Thank you kindly for your investigations, it does allow to narrow the issue. Following the mitigation provided, I executed this on the node:
$ curl 'http://169.254.169.254/metadata/identity/oauth2/token?resource=https://management.core.windows.net&api-version=2018-02-01' -H "Metadata: true"
Response suggests that the issue is linked to the fact that the node has several UAI assigned to it:
{"error":"invalid_request","error_description":"Multiple user assigned identities exist, please specify the clientId / resourceId of the identity in the token request"}
I thought it was due to the aci_connector that was active on this cluster, and which has its own UAI, but I have disabled it, and I still have the same error. Below is the aci_connector terraform config that we use, by the way:
addon_profile {
aci_connector_linux {
enabled = true
subnet_name = var.subnet
}
}
Now, we also have AAD Pod Identity deployed, for other workloads, so it seems that when AAD Pod Identity is there, Kubelet Identity cannot be used by default, because the call to "DefaultAzureCredential" does not defaults to Kubelet Identity first, I will try using AAD Pod Identity, but I was hoping to be able to avoid that and just use the Kubelet ID instead.

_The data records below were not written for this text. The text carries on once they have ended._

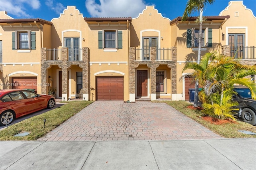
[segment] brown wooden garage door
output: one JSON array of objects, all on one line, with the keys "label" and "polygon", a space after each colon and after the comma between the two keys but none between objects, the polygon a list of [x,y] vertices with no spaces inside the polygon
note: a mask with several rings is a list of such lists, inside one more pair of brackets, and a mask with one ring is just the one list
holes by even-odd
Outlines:
[{"label": "brown wooden garage door", "polygon": [[[37,91],[37,78],[36,77],[17,77],[12,78],[12,89],[33,89]],[[10,88],[10,89],[11,88]]]},{"label": "brown wooden garage door", "polygon": [[124,77],[122,76],[97,77],[96,99],[124,100]]}]

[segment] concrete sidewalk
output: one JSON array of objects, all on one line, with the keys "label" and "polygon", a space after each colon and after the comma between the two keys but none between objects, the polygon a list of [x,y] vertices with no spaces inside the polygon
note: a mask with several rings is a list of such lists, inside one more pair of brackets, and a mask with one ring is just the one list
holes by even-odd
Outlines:
[{"label": "concrete sidewalk", "polygon": [[254,170],[256,138],[0,141],[1,170]]}]

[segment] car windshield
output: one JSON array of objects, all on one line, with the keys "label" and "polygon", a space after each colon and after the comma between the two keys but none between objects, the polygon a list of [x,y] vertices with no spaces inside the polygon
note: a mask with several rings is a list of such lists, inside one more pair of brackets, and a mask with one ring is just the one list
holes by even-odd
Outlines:
[{"label": "car windshield", "polygon": [[241,88],[234,89],[239,95],[244,98],[252,99],[252,95],[251,91],[249,89]]}]

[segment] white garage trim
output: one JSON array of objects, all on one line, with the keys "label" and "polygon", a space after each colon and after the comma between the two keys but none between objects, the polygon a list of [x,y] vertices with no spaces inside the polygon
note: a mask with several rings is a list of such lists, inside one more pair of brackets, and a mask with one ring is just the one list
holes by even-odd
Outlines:
[{"label": "white garage trim", "polygon": [[104,70],[103,71],[100,71],[97,72],[97,73],[94,73],[94,75],[98,75],[98,74],[101,74],[102,73],[108,73],[110,72],[112,73],[118,73],[118,74],[121,74],[123,75],[125,74],[124,74],[124,73],[123,72],[115,71],[115,70]]},{"label": "white garage trim", "polygon": [[28,73],[28,74],[33,74],[33,75],[35,75],[36,76],[37,76],[38,75],[38,74],[37,74],[37,73],[33,73],[33,72],[31,72],[31,71],[15,71],[15,72],[14,72],[13,73],[10,73],[9,74],[9,75],[8,75],[8,76],[9,76],[9,77],[11,76],[12,75],[14,75],[15,74],[23,73]]}]

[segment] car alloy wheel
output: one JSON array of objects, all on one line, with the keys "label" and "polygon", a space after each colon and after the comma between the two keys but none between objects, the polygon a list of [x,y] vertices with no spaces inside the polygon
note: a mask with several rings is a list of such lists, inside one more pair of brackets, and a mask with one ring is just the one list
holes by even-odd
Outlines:
[{"label": "car alloy wheel", "polygon": [[1,114],[1,126],[12,123],[14,119],[14,114],[12,111],[6,111]]},{"label": "car alloy wheel", "polygon": [[249,108],[244,109],[242,110],[241,116],[244,122],[253,125],[256,124],[256,115],[252,109]]},{"label": "car alloy wheel", "polygon": [[51,99],[49,100],[48,102],[48,105],[47,105],[47,108],[48,109],[52,109],[54,106],[54,101],[53,99]]}]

I have explicitely used the kubelet Identity by applying the AAD Pod Identity label on the source-controller, and it works this way 👍
@masterphenix, it seems that your issue is solved. Can we close this?
Yes it is solved thank you, sorry I forgot to confirm and close
Hi all, @makkes @souleb @masterphenix
I know this issue is already closed but we are currently running into the same issues mentioned and thought it might be helpful to share my findings.

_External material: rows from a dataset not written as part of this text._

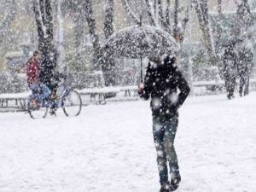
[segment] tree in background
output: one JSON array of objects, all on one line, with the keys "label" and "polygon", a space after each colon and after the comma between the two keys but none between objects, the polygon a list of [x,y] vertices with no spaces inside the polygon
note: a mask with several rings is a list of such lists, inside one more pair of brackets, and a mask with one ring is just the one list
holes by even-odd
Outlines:
[{"label": "tree in background", "polygon": [[53,16],[50,0],[33,2],[33,11],[38,27],[38,49],[43,54],[41,80],[49,88],[57,63],[57,52],[54,44]]},{"label": "tree in background", "polygon": [[[105,0],[105,20],[104,20],[104,35],[106,40],[113,33],[113,0]],[[115,82],[115,61],[114,58],[108,58],[102,65],[104,74],[105,85],[114,85]]]}]

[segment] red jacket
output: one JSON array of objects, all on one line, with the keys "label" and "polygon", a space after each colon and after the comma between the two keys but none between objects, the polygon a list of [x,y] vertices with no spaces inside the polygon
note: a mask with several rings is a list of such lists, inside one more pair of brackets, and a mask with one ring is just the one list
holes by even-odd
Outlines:
[{"label": "red jacket", "polygon": [[28,84],[40,82],[39,64],[33,58],[31,58],[26,64],[26,80]]}]

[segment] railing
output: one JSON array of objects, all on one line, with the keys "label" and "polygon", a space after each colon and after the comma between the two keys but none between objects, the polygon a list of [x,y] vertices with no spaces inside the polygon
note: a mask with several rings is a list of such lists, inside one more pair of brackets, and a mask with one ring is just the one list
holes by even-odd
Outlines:
[{"label": "railing", "polygon": [[[256,79],[251,79],[249,90],[256,90]],[[82,99],[87,104],[106,104],[107,102],[122,102],[138,100],[137,86],[104,87],[79,90]],[[195,96],[216,95],[225,92],[224,82],[195,82],[194,93]],[[0,94],[0,112],[24,111],[26,108],[26,99],[30,92]]]}]

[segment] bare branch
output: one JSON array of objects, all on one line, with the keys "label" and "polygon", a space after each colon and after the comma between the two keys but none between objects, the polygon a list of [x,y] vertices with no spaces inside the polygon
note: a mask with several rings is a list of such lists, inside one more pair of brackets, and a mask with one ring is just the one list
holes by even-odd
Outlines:
[{"label": "bare branch", "polygon": [[137,25],[140,24],[140,20],[136,16],[136,14],[130,7],[127,0],[122,0],[123,7],[128,16],[131,19],[132,22],[134,22]]}]

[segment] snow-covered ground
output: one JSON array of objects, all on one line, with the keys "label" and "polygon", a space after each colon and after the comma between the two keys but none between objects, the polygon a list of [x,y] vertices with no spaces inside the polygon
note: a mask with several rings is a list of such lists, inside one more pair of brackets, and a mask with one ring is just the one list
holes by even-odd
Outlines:
[{"label": "snow-covered ground", "polygon": [[[177,191],[256,191],[255,98],[188,98]],[[157,192],[151,126],[143,101],[84,107],[75,118],[0,113],[0,192]]]}]

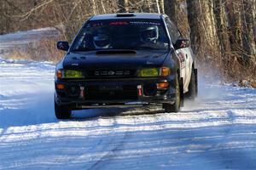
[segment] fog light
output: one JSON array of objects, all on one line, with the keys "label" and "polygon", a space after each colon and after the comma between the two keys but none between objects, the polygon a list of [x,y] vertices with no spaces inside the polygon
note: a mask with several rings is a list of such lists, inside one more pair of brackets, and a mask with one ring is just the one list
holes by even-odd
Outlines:
[{"label": "fog light", "polygon": [[157,88],[169,88],[169,82],[159,82],[157,83]]},{"label": "fog light", "polygon": [[64,86],[64,84],[56,84],[56,88],[58,88],[58,89],[64,89],[65,86]]}]

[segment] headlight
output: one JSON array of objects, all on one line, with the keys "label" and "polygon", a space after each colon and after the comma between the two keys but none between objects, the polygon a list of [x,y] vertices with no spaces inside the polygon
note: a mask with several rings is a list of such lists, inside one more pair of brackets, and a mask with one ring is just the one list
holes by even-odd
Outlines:
[{"label": "headlight", "polygon": [[82,71],[73,70],[58,70],[56,71],[58,78],[84,78]]},{"label": "headlight", "polygon": [[139,71],[139,76],[158,76],[159,69],[157,68],[146,68]]},{"label": "headlight", "polygon": [[144,68],[138,71],[138,76],[168,76],[171,70],[168,67]]}]

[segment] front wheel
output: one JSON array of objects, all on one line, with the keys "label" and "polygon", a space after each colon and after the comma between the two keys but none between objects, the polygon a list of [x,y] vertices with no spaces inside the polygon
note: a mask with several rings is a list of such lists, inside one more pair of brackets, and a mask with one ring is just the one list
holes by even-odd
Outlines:
[{"label": "front wheel", "polygon": [[68,105],[59,105],[55,101],[55,111],[57,119],[69,119],[71,117],[71,109]]},{"label": "front wheel", "polygon": [[166,112],[178,112],[180,110],[181,105],[181,90],[180,90],[179,81],[177,79],[177,75],[176,76],[176,88],[175,88],[175,103],[174,104],[163,104],[163,108]]}]

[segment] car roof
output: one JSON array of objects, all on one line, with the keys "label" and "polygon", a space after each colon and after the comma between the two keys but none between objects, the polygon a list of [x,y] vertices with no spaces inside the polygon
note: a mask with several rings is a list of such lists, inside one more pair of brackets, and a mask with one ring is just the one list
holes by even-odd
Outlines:
[{"label": "car roof", "polygon": [[90,20],[102,20],[113,19],[161,19],[160,14],[156,13],[119,13],[98,14],[91,17]]}]

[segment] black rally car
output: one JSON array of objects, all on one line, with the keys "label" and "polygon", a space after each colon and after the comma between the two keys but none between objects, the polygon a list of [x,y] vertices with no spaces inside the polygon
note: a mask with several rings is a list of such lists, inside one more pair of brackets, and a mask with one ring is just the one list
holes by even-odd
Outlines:
[{"label": "black rally car", "polygon": [[197,74],[189,42],[165,14],[96,15],[56,65],[55,109],[58,119],[72,110],[161,104],[177,112],[183,94],[197,94]]}]

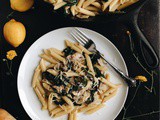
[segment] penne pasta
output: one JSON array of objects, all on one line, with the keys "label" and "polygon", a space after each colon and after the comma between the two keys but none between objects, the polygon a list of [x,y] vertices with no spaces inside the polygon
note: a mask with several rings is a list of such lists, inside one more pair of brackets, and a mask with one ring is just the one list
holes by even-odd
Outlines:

The root cause of this should be the Multiple user assigned identities exist, please specify the clientId
mentioned in:
{"error":"invalid_request","error_description":"Multiple user assigned identities exist, please specify the clientId / resourceId of the identity in the token request"}
With System-assigned Managed Identity you can only have one identity. With User-assigned Managed Identity (UAI) up to 20 are possible. In our case 6 UAIs (node pool identity, Azure Key vault integration, Azure Policy integration, Azure Monitor integration, AKS GitOps extension (based on Flux) ...) are attached to the AKS nodes.
In this case, you will have to tell Azure which one to use.
The .Net SDK provides a bit more details on that one (it's not mentioned in the Go SDK): https://github.com/Azure/azure-sdk-for-net/blob/main/sdk/identity/Azure.Identity/README.md#specify-a-user-assigned-managed-identity-with-defaultazurecredential
In my opinion, this could be done with the following options:
- provide an option to define the UAI and expose it via the environment variable
AZURE_CLIENT_ID
. More details: https://github.com/Azure/azure-sdk-for-go/tree/main/sdk/azidentity#specify-a-user-assigned-managed-identity-for-defaultazurecredential - grab the node pool UAI from
/etc/kubernetes/azure.json
(security wise this might not be the best idea)
Based on my current understanding this should fix the issue.
Short follow-up on Azure AAD Pod Identity: This is deprecated. The successor is Azure AD Workload Identity (https://azure.github.io/azure-workload-identity/docs/)
Happy to discuss this further.
Update: I did a quick POC to verify this and I was able to get it working by adding the above environment variable to the source controller deployment.